いっぽうで、白いふわふわした初期のカビは自宅のお手入れで取り除くことができます。
ここでは、初期の白カビの対処法について見ていきましょう。
① カビの状態を確認する
カビが見つかったら、まずはその範囲や場所を良く確かめます。
着物の上に白く点在するカビは、まだ繊維の奥までは根を張っていませんので、できるだけ、この段階のうちに取り除きます。
そのためには、まずはこまめに着物の状態を確認することが必要です。
あまり着ない着物でもしまったままにせず、半年に1度は虫干ししてください。
カビがまだ初期の段階で、自分でも落とせそうな範囲であれば、さっそくカビの除去に取り掛かりましょう。
② カビを落とす
カビを落とすにはまず、身支度を整えます。
カビ菌を吸い込むと、健康を害する恐れがあるので、ゴーグルや手袋、マスクを装着し、カビ菌を吸い込まないように注意します。
またカビ菌が広がるのを防ぐため、作業は直射日光の当たらない屋外(ヤケを防ぐため)で行いましょう。
良く晴れた日を選んで着物ハンガーに着物を干し、カビのついた箇所を布で優しくなでるようにして表面のカビを拭います。
裏側は軽く叩き、カビを落としましょう。
③ 陰干しする
表面のカビを落としたら、着物を屋内にしまい、風通しのよいところで陰干ししてください。
風を通すことで臭いを飛ばし、カビの原因になる湿気も取り除きます。
このとき、紫外線を発する蛍光灯の光や日光には注意が必要です。強い光があたると、着物が日焼けしてしまいます。(※紫外線を発しないLEDなら大丈夫です)

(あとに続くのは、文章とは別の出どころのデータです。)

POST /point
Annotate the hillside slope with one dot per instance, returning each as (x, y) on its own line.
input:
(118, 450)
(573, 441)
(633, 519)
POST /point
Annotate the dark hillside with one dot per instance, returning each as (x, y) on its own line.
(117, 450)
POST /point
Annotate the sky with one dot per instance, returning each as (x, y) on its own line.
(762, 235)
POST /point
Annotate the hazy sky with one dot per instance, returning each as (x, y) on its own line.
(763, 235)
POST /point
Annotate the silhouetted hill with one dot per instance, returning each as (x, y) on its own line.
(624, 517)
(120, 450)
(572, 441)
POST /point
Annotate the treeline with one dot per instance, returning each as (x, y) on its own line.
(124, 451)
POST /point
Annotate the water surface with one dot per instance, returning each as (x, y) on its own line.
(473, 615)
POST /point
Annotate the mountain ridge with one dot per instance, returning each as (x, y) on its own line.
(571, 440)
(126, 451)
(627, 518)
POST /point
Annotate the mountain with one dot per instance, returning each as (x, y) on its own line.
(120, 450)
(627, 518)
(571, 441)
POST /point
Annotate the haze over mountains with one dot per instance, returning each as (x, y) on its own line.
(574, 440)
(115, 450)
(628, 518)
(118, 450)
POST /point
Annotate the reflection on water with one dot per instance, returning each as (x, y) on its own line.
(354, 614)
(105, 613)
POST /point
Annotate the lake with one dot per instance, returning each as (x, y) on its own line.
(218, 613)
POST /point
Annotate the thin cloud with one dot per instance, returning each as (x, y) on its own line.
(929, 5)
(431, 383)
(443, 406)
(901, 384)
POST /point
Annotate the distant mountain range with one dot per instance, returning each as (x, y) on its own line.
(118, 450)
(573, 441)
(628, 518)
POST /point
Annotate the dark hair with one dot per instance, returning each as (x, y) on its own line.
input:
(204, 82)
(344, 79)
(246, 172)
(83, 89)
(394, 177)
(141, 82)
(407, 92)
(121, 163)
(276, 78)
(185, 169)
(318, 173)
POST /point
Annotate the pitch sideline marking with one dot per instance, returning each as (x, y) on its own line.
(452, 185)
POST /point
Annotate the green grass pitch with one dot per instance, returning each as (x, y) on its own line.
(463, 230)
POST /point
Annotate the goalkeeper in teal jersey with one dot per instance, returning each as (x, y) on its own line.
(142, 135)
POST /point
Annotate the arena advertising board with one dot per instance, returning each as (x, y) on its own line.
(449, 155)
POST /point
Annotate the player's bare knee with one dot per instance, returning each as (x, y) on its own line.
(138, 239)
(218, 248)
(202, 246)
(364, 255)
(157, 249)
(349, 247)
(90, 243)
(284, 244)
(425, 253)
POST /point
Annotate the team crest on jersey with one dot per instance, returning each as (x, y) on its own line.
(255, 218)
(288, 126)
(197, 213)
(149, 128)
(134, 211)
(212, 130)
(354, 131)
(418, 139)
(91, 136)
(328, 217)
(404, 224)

臭いが強い時には、夜間、軒下に吊るしておくのもおすすめで、着物が空気中のわずかな湿気を吸い、それを吐き出すことで、臭いの元も飛びます。
陰干しは、臭いが取れるまで繰り返しましょう。
④ 扇風機やドライヤーを使う
陰干ししても臭いが取れないときには、扇風機やドライヤーを使う方法もあります。
特に湿度の高い季節には効果的ですが、風が強すぎると着物を傷めます。
着物の様子を見ながら、丁寧に、少しずつ行うのがコツです。
いずれも着物はハンガーに干し、表からも裏からも風があたるようにときどき位置を変えましょう。
風が強く当たりすぎないよう、適度に距離を保つことも大切です。
なおドライヤーを使う場合には、温風は避け、冷風の設定にしてください。
臭いのつかない保管方法とは?
着物に臭いがつくのは、保管方法に問題があるのかもしれません。
着物のカビがきれいになったら、きちんとしまえているかどうか、もう一度確認してみましょう。
着物に臭いがつきにくい保管方法について、まとめました。
新しい「たとう紙」でしまう
着物を保管するときにはたとう紙に包みますが、これも半年に1度は新しいものと取り換えましょう。
和紙でできたたとう紙には除湿作用がありますが、そのままにしておくと吸い込んだ湿気が着物に移ってしまいます。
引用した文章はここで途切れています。